Microsoft now sets its sights not only on the control of local computing but
also on the sources from which all program code and data originate. Upgrading
Microsoft software has been a logical choice for customers who wished to keep
up with changes in technology. The risks of an integrated family of operating
systems running all global computers, a declared Microsoft objective, make
selecting a Microsoft platform more than a purely technical choice. An
all-encompassing operating system bares itself to hostile exploitation of
paralyzing security flaws. The presence of a fatal defect is unavoidable as
the complexity of Microsoft systems expands to bizarre proportions with each
new release. It is the search for such a fault that occupies the minds of some
of the brightest computer experts. Finding a crack through which one could
induce mayhem with only a few keystrokes would be worth a great deal of money,
especially when supporting an act of terrorism.
It's only a question of time before the ubiquitous presence of Microsoft
operating systems, supported by a software-updating network, reaches a level of
interconnectivity that makes a universal systems crash feasible.
All that will be required is inducement of a widespread information
infrastructure collapse through a deliberately executed and pre-planned act of
information warfare.
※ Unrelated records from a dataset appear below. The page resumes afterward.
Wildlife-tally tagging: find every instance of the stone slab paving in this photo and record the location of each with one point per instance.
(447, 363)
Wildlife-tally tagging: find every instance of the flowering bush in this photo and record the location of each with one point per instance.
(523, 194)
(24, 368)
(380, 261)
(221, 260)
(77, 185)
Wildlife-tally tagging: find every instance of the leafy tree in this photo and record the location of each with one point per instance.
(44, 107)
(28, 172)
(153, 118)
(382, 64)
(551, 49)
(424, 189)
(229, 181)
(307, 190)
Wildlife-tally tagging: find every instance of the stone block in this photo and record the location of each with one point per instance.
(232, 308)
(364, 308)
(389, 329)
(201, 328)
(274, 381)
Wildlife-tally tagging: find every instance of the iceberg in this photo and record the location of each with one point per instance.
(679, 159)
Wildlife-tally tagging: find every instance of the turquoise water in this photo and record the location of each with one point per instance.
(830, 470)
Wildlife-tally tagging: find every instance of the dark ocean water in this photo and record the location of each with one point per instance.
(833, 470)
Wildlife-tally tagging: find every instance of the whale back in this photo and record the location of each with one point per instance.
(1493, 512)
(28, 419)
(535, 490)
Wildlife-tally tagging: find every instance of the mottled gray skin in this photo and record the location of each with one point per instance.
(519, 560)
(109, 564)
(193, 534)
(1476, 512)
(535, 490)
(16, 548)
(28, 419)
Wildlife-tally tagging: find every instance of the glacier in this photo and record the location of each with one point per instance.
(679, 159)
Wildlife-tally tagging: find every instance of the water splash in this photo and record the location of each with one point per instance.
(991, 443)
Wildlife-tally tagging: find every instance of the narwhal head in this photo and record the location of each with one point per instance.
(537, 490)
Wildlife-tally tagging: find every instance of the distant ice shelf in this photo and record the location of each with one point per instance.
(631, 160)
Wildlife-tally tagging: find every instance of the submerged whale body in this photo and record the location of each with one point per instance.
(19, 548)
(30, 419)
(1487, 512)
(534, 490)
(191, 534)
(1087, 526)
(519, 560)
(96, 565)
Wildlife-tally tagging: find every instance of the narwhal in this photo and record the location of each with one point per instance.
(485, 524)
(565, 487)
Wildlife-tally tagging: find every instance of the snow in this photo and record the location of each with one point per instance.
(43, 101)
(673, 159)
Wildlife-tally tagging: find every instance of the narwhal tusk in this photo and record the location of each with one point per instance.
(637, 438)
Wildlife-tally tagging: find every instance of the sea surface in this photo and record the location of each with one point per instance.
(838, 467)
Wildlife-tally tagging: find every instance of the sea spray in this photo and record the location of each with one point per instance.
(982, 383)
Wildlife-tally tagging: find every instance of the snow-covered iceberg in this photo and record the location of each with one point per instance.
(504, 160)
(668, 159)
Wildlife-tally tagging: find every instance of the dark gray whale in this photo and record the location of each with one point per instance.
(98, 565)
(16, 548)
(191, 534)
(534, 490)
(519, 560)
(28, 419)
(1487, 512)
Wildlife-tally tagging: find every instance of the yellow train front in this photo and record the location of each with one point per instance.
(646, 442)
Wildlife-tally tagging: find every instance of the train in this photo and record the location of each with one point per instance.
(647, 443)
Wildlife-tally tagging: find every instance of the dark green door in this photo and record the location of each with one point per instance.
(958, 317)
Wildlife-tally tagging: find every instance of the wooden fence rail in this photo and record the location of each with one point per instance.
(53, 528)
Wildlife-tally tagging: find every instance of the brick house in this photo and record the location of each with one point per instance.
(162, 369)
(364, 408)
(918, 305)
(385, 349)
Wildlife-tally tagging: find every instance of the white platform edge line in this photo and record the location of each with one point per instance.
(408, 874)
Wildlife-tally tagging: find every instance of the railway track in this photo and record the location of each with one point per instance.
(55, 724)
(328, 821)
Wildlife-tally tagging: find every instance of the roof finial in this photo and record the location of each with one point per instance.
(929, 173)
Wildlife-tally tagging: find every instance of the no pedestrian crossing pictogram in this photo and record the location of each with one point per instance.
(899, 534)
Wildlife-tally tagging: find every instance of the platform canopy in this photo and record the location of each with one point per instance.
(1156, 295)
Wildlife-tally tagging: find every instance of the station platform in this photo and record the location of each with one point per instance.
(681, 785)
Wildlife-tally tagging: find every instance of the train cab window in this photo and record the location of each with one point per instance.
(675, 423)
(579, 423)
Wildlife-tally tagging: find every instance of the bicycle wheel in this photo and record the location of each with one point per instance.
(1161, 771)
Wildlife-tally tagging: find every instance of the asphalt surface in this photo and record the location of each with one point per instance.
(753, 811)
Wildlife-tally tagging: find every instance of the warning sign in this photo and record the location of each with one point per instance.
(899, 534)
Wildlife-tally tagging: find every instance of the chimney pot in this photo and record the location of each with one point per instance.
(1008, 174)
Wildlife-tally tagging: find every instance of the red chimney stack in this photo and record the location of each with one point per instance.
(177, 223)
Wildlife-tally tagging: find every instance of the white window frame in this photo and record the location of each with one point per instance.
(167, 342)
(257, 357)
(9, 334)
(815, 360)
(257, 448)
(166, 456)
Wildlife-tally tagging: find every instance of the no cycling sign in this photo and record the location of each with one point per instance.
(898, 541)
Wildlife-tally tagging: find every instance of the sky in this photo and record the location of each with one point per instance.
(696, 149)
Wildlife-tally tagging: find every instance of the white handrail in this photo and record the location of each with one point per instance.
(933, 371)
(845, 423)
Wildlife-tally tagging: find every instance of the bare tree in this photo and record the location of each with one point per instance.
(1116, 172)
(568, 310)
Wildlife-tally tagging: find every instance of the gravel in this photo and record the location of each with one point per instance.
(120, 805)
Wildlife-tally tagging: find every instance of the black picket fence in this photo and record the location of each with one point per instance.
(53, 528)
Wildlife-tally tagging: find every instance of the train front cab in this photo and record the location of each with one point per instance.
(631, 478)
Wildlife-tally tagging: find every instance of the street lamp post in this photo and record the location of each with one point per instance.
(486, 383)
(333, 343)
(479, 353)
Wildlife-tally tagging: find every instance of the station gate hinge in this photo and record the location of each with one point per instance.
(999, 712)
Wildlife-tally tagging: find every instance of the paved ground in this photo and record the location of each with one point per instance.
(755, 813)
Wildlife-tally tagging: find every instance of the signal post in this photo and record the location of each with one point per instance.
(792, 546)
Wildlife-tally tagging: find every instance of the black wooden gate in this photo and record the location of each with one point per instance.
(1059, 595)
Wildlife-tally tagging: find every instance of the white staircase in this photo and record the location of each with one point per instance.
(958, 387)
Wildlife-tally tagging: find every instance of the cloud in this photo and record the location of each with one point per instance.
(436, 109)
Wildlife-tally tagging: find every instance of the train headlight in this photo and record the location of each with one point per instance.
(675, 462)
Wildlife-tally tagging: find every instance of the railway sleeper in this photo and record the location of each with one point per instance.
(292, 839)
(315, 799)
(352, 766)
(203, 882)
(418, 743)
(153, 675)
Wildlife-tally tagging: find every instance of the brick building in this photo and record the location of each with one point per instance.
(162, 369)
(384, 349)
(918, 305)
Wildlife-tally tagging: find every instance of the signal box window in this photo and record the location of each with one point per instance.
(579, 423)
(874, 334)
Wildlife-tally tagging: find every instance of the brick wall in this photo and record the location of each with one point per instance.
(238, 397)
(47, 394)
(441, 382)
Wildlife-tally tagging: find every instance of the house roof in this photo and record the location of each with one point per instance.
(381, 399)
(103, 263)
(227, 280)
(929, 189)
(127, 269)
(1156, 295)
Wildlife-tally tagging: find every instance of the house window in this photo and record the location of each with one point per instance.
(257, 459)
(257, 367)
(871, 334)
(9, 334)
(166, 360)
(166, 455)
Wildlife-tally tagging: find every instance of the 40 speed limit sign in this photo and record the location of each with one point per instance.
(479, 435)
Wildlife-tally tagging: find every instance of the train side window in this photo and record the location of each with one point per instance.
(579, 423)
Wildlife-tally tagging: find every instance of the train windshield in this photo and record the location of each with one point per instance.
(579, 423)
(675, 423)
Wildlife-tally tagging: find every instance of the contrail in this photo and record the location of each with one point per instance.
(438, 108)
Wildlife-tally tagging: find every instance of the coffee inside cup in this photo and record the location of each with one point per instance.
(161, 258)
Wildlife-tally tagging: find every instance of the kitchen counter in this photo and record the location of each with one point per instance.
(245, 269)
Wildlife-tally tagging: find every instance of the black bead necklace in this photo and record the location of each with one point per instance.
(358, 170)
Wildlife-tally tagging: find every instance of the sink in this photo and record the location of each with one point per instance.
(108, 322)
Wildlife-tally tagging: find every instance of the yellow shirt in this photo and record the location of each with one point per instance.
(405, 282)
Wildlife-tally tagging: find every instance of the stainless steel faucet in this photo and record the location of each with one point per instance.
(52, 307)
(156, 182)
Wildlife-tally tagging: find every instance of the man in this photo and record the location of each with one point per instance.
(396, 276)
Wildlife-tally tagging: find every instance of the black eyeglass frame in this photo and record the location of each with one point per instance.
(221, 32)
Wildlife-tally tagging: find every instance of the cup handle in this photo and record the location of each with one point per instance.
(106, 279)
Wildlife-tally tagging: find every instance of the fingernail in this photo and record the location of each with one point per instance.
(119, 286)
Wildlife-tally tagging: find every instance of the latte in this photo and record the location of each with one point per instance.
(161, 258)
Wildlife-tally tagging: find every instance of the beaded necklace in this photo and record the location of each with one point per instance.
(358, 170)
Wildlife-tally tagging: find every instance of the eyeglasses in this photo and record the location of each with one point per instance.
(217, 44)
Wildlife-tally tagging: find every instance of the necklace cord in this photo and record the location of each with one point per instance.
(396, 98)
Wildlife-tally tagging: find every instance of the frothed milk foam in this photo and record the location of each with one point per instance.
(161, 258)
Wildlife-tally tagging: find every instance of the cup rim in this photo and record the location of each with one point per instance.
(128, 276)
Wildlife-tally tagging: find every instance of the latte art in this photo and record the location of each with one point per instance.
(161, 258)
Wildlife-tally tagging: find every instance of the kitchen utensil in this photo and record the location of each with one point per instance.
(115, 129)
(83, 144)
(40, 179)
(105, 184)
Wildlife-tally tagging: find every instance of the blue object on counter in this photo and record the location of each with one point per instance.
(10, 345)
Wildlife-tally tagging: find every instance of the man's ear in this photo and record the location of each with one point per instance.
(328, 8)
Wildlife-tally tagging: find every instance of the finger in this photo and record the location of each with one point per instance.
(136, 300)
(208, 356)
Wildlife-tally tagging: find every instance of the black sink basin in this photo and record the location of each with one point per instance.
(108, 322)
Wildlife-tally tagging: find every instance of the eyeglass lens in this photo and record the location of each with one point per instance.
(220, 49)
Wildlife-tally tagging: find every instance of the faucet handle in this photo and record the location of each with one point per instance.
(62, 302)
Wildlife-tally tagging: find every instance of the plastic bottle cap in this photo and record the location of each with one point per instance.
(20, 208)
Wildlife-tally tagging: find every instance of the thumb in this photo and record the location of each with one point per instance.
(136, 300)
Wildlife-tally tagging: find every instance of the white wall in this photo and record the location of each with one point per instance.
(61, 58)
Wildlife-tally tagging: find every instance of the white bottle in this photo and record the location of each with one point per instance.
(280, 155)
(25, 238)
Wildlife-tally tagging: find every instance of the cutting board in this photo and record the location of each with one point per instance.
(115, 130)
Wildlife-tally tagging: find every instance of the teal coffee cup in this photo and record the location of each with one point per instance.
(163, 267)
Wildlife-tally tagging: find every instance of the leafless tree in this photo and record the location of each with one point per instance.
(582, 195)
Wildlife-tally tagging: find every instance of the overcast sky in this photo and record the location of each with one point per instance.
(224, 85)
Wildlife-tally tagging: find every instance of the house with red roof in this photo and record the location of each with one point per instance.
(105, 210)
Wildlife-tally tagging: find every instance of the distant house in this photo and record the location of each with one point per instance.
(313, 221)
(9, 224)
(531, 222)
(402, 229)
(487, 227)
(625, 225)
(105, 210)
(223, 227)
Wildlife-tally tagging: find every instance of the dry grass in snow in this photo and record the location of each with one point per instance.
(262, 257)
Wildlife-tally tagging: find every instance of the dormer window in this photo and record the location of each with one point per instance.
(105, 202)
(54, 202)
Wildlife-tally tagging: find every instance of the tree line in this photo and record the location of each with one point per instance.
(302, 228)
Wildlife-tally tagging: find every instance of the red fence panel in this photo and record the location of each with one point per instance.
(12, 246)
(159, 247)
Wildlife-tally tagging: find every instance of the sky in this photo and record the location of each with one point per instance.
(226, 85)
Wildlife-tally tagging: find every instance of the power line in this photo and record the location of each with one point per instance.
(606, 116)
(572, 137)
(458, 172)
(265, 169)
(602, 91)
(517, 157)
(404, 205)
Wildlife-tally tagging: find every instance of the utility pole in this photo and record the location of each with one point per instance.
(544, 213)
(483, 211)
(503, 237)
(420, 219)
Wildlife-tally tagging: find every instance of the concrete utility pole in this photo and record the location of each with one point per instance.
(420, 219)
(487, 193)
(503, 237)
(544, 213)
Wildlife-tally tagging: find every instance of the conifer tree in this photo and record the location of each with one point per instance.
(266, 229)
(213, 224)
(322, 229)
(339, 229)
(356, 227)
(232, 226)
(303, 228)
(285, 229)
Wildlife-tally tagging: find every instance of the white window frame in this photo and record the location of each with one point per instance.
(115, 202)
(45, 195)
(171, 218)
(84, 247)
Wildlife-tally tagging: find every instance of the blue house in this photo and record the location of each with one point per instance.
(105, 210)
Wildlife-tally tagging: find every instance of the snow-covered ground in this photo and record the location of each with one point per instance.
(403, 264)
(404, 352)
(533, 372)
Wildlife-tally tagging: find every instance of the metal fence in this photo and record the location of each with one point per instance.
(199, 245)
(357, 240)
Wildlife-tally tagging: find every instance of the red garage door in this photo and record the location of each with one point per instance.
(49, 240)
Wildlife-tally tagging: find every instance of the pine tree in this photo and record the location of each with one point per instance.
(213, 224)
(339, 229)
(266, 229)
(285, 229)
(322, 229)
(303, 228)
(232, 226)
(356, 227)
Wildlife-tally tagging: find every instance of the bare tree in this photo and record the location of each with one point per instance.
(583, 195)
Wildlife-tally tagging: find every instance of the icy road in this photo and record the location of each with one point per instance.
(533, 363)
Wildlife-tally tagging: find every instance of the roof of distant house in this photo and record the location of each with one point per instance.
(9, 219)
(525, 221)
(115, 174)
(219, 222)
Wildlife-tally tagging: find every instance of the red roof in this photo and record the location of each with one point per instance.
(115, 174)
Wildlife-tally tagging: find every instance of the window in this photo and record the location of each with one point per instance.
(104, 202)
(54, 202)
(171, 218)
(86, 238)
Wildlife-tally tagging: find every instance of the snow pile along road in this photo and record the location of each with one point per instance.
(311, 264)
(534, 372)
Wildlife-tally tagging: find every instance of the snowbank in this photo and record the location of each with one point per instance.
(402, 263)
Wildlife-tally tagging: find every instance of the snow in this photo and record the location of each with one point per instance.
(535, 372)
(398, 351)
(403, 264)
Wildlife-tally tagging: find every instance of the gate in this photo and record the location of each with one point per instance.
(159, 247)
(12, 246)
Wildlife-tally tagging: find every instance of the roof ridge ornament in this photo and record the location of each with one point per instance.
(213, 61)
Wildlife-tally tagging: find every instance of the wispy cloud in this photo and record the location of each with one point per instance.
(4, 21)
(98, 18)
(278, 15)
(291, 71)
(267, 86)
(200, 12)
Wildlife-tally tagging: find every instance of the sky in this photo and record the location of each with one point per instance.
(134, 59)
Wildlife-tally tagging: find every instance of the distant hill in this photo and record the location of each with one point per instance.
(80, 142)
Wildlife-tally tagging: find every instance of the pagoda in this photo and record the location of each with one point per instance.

The risk from a software monoculture has increased due to
the shift from custom-made software to packaged applications residing on an
integrated family of Microsoft operating systems. As a result, the risks from
planned subversion of a software monoculture now overwhelm the demonstrable
benefits of standardization of an otherwise chaotic software environment.
The future of Microsoft should not be judged only by antitrust criteria or the
commercial merits of its software. It should be also reflected in the
unprecedented security risks to our civilization that a software monoculture
generates. The Microsoft defense that it was only maximizing profits using
common competitive methods is insufficient. Business practices that may be
tolerable for a small competitor become perilous whenever scaled up to
security-threatening proportions to global computer networks.
Our computer-based information society is still in its early stages of
development. Its resilience and dependability is still not adequately
understood. If history teaches anything, it is the insight that monocultures
of any kind--especially if they can propagate in a matter of seconds--should
not be allowed to flourish without adequate safeguards.